Even for those of us who know European history and art history well, there are few courses available regarding Russian, Czech, Polish, Hungarian etc culture. Even later in life *cough*, we still have much pleasure awaiting new learning.

Hels said...

Irina

I am very familiar with the paintings of Kandinsky, Lissitzky, Chagall, Malevich, Bakst etc but I had no idea that Antonova coll­ab­or­ated with mus­eums in Berlin and Paris to put on exhibitions that showed how Russian and European artists influenced each other. The connection she created was essential.

Hels said...

Andrew

I always hoped Russian society didn't oppress women after the Russian Revolution as much as other nations did. But notwithstanding my grandmother's and mother's stories, it is always very pleasing to read reliable evidence about women's success there.

Hels said...

Fun60

Not only did Antonova gave many public lectures around Europe, speak­ing Russian, German, French and Italian at ease; she connected with the audiences' brains in their own languages. Firstly Renoir, Matisse, Picasso and Cézanne had been considered formalistic and bourgeois artists. Secondly Marc Chagall and Wassily Kandinsky had been regarded as traitors for having left Russia for the West. So Antonova most significant exhibition was “Moscow-Paris” in 1981, with works by Chagall, Kandinsky and other Russian and French artists.

Hilary Melton-Butcher said...

Hi Hels - fascinating information on the Pushkin Museum and its director, Antonova, whom I glad was able to navigate her way through the politics for a while, though I see her daughter has moved away.
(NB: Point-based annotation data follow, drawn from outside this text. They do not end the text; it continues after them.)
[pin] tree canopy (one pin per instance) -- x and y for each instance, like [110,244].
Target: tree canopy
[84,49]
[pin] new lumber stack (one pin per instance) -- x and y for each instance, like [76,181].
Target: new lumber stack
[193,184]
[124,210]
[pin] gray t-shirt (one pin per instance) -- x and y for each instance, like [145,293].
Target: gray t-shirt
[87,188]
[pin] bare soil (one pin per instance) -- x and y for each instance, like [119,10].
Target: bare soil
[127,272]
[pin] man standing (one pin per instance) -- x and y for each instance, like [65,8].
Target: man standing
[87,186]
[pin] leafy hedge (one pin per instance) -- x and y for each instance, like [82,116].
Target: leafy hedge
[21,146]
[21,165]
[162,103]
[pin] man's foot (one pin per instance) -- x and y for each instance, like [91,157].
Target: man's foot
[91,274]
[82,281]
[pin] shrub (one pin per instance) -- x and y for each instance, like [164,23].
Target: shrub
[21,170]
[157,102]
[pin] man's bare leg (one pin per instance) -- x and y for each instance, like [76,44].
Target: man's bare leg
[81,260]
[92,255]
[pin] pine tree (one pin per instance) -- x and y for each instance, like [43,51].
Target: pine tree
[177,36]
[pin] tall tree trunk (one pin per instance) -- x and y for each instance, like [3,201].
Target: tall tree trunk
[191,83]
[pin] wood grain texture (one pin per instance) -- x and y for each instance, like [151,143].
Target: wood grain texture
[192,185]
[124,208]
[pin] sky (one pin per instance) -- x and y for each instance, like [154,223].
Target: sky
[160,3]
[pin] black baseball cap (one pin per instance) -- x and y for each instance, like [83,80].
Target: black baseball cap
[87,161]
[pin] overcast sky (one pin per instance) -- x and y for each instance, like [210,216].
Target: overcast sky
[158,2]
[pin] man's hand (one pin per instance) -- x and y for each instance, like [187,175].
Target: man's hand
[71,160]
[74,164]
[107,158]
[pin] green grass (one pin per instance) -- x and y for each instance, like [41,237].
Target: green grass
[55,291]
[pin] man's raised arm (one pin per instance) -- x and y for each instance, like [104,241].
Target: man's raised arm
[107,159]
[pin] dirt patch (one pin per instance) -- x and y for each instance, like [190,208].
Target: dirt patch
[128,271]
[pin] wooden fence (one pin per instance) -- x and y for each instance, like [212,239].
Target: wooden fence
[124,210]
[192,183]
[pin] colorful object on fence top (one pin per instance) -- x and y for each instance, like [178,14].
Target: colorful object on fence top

The East European art inclusive is wonderful and I hope we don't lose it behind the Russian baricades ... also I hope to see some Chagall next week - cheers Hilary

Hels said...

Hilary

I can find plenty about Antonova and her husband Yevsei Rotenberg, but so far I cannot find anything about their one son, Boris Rotenberg. But we know that both parents were extremely talented: Yevsei Rothenberg was author of key works on classical art of Western Europe, the head of the sector of the classical art of the Institute of History of Art.

You shared Irina's views exactly on how important it was that East European art be included as an integrated part of European art history.

My name is Erika. said...

She had a really interesting life, but her time during the war sounds really tough. She must been a really strong character to do all she can do. And you asked if I had help in my gardens, and the answer is no. I do it all myself. It is a work of love.

Liam Ryan said...

What a great read. A true grande dame.

I love people who "love" exhibitions.

And persuading the Louvre to lend the Mona Lisa to the Pushkin. They must have trusted her.

Thanks hels.

Hels said...

Erika

I would like to think my colleagues and I are/were as intellectually talented as Irina Antonova in art history and museology, but she was very brave, very focused and internationally skilled. And she worked full time until 2013!

Hels said...

Liam

Irina Antonova began work at the Pushkin Museum began under Joseph Stalin and ended under Vladimir Putin. I think the Louvre and other major galleries admired her so much that they really trusted her re taking the Mona Lisa to Moscow. In fact she had already exposed mas-terpieces that had been hidden for decades from Russian citizens, displaying them in her museum!

DUTA said...

Well, Antonova has reached the respectable age of 98! May her soul rest in peace!
She's done a lot for culture in general, and for the Pushkin Museum in particular, working under the various leaders of Russia: Stalin, Chruschev, Gurbacev, Putin. Not anyone could have done that, but her love of art overcame anything that might have stood in her way.

Hels said...

DUTA

Antonova not only thought that Russian culture was as fine as any on earth, she also believed that Russian citizens should be able to examine and value all of European culture at the same time. Fortunately life improved greatly after Stalin died and she was well supported by Khrushchev and his cul­ture minister, and later by Gorbachev.

I hope her husband and son were also very supportive. A woman over 70 could be easily pushed over without good family support.